Manhattan Momentum 2017 – A Quick Takeaway and Case Study

As Steve Banker mentioned in his post earlier this week, the two of us attended the Manhattan Associates user conference in Las Vegas last week. The theme of the conference was “active solutions for an active world.” It was a pretty fitting theme when you consider how active today’s supply chain and commerce environments are, and how rapidly they are shifting and changing. During the conference, Manhattan’s CEO Eddie Capel introduced the new product strategy for the company – active solutions. The key question asked was why make the change? The simple answer was the need for speed. Customers need continuous innovation, continuous improvements, and continuous delivery. That is precisely what the new solution offer; they are versionless, upgrades are essentially non-existent, and any customizations are written outside of the base code, allowing for seamless updates.

Since Steve re-capped the conference in detail, I will take a look at one of the sessions at the conference that stuck out to me – a case study featuring Ann-Marie Daugherty, Senior Director of Transportation at Giant Eagle.

Giant Eagle is a supermarket chain headquartered in O’Hara Township, Pennsylvania, serving the states of Pennsylvania, Ohio, West Virginia, Indiana, and Maryland.
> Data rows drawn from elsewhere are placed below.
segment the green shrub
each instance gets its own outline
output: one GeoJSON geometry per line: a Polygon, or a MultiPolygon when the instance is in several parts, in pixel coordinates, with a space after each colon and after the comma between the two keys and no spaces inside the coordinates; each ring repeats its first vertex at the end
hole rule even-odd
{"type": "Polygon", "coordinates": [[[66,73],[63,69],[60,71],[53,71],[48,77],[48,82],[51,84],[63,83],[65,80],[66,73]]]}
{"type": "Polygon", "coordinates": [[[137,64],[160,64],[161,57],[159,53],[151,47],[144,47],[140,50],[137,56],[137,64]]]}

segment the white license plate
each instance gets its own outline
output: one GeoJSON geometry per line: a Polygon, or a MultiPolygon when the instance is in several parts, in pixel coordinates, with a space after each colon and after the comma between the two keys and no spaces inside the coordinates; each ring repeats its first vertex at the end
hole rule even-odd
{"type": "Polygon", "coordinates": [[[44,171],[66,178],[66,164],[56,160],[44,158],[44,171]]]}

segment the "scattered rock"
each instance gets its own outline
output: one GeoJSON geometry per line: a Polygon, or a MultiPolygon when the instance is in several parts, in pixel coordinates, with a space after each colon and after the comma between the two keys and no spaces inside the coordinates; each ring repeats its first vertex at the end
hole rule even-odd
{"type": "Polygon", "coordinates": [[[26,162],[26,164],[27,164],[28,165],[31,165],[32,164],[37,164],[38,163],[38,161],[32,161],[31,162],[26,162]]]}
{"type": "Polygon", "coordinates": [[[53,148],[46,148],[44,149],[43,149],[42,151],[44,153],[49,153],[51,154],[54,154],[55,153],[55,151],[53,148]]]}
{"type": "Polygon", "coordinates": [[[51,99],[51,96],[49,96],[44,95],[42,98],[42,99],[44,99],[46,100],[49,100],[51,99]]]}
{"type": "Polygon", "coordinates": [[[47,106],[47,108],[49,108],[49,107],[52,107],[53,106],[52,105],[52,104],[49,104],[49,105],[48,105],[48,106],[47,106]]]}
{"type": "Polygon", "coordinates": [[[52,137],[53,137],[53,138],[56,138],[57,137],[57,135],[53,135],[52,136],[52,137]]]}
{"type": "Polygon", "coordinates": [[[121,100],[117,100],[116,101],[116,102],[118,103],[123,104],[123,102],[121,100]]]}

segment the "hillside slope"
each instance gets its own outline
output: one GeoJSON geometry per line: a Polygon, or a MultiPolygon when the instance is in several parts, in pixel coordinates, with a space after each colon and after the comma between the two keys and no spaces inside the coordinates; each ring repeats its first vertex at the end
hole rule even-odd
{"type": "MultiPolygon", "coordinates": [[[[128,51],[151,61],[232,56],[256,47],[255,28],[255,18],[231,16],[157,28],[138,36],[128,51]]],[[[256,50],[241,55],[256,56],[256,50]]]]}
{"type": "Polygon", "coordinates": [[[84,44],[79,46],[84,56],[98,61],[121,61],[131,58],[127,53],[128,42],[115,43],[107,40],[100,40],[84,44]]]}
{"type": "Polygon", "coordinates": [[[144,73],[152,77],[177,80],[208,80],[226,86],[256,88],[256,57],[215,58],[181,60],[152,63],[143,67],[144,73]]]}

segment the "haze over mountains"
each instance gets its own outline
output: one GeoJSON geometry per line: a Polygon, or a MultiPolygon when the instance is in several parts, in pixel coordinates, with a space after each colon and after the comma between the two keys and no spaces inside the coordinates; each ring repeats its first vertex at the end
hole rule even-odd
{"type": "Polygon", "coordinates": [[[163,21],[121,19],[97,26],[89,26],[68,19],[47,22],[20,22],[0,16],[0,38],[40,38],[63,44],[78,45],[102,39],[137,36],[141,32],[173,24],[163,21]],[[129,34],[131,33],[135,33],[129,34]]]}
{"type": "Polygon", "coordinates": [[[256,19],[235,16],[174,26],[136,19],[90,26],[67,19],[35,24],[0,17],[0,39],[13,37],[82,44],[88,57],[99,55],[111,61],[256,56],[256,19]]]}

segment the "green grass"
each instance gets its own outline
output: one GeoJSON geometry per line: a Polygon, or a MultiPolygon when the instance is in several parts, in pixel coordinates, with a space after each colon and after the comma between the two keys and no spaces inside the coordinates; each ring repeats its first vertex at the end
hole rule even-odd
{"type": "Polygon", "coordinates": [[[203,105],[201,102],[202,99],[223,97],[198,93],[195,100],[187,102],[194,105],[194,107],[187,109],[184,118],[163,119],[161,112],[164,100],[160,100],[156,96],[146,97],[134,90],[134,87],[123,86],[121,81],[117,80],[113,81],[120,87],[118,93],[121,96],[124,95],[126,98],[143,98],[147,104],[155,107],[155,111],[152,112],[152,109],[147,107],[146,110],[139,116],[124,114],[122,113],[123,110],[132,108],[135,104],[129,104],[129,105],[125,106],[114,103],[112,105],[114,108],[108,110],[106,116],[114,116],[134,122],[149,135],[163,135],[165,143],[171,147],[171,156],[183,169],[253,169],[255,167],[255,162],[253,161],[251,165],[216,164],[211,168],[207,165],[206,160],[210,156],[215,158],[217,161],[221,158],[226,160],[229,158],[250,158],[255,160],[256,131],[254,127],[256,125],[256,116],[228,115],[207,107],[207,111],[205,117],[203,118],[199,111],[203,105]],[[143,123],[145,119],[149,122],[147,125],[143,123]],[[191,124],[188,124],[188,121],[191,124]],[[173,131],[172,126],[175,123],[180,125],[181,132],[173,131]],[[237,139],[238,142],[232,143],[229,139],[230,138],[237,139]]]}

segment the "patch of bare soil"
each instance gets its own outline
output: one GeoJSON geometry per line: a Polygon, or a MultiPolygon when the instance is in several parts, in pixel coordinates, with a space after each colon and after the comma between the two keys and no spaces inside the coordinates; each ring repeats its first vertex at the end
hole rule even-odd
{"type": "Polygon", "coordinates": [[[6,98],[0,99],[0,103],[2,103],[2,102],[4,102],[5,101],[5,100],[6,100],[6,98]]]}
The company uses seven distribution centers to service its more than 400 stores. One of the main issues the company had was in the way it replenished stores. Store orders were based on individual inventory thresholds, which meant that each store would place orders when it needed specific items, rather than using a system based on pre-existing routes or orders.

In 2010, Giant Eagle introduced daily delivery to its stores as part of an overhaul to its replenishment processes. The deliveries were categorized by grocery, health and beauty, dairy, produce, meat, and frozen items. The company offered two-hour delivery windows to ensure that each store was ready for the incoming order. One of the biggest benefits the company saw immediately was a huge reduction in driver overtime pay. Before, they were not consolidating orders, which meant running trucks whenever a store needed some items. The result was they were paying drivers an incredible amount of overtime. It was an inefficient way to replenish stores and was taking a financial toll on the company. Once the company introduced daily deliveries, the stores could plan better as they could expect the same deliveries on the same days at the same time.

Another issue that the company had was with its TMS; Giant Eagle was using a different TMS for inbound and outbound, trying to integrate several technology platforms. The company decided to consolidate inbound and outbound into a single TMS and ultimately decided to use Manhattan Associates. The implementation was chaotic, but they were able to pull it together for the go live date. The company created a supply chain planning team, bringing inbound and outbound together in one location to improve visibility. There were two key things the supply chain planning team accomplished.

First, they centralized routing. This meant they were able to build better routes, and each driver was not left to determine the optimal routes to create. The second thing they did was to introduce “dynamically static” routes. This means that it is mostly the same deliveries every trip, but allows for some flexibility. With these routes, if the delivery timeframes for stores were flexible, the company was also able to group store deliveries together, which greatly improved their ability to deliver full trucks.

For Giant Eagle, the move to seven day deliveries has also greatly increased backhaul opportunities for the company, as the same truck is in the same place at the same time on the same day. Combined with the consolidation of inbound and outbound, the company has seen some significant results since 2015. Namely, their cube has improved 7 percent, empty miles have been reduced 8 percent, total miles have been reduced 7.7 percent, and the incremental revenue from all of this amounts to $2.2 million per year.